The Alzheimer’s Association seeks to help individuals and caregivers through education and support.

“We have community education with many different classes that help form an understanding of this disease and really make the journey the easiest it can be, and then we do care consultations with families, mostly with the caregivers,” Williamson said.

The association has been offering support virtually these days. Williamson said that has opened up opportunities in the Minot area for residents to access a wider variety of support groups, including groups focused on earlier onset Alzheimer’s.

“That’s been a good thing I hope that we’ll continue,” Williamson said, noting the virtual formats can augment the in-person events available through the local chapter.

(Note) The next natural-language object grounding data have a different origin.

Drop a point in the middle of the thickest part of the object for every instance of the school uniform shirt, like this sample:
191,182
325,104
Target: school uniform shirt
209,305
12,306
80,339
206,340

Without the Alzheimer’s Association, his family’s ability to cope with the disease would have been more difficult, Mel Millsap said. The association helped connect them with resources, particularly the state’s respite care program,

“They’ve worked hard. Definitely rolled their sleeves up for us,” Millsap said, adding that no one facing an Alzheimer’s diagnosis should be afraid to ask for help. “Get ahold of your local Alzheimer’s chapter, and start asking questions, and don’t be shy, because it’s not going to get easier. It is just going to get harder.”

Wendy Richards, Lisa Millsap’s sister, said Alzheimer’s is different for everyone, but the Alzheimer’s Association can help in preparing for what could lie ahead.

“There is plenty to plan for, and there’s just no ‘early enough’ time, because you actually don’t know what you need to plan for and what you’re not going to have to plan for. I think it’s better to have the next steps kind of in mind before they arrive,” she said. “There really is a lot to be better informed about as early as possible.”

Williamson said it’s crucial to get support and education because the disease takes a village.

“If you have a good support system and you have that education, then you can sit back and you can just take the days in and really enjoy the moment of the day,” she said. “There’s a lot of life still to live, and there’s a lot of hope in the day.”

To access resources of the Alzheimer’s Association, visit alz.org/covid19 or call the 24/7 Helpline at 800-272-3900. Information about the Minnesota-North Dakota Chapter’s COVID-19 dementia support group can be found at alz.org/mnnd/helping–you/calendar.

Alzheimer’s Disease in ND

– There were 74 more deaths from Alzheimer’s and dementia in 2020 in North Dakota than the average over five years, for an 11.8% increase.

– 403 North Dakotans died from Alzheimer’s in 2019, the third leading cause of death in the state.

– Recent national reports indicate more than 40% of COVID deaths are linked to long-term care settings. Also, 48% of nursing home residents have dementia and 42% of individuals in residential care communities, including assisted living facilities, have Alzheimer’s or another dementia.

– In North Dakota, 15,000 people aged 65 and older are living with Alzheimer’s, which doesn’t include other types of dementia or individuals going undiagnosed.

– An estimated 16,000 North Dakotans will be living with Alzheimer’s in 2025, a 6.7% increase from 2021.

– North Dakota has about 19,000 family members serving as unpaid caregivers for individuals living with Alzheimer’s. The value of that care is estimated at $521 million.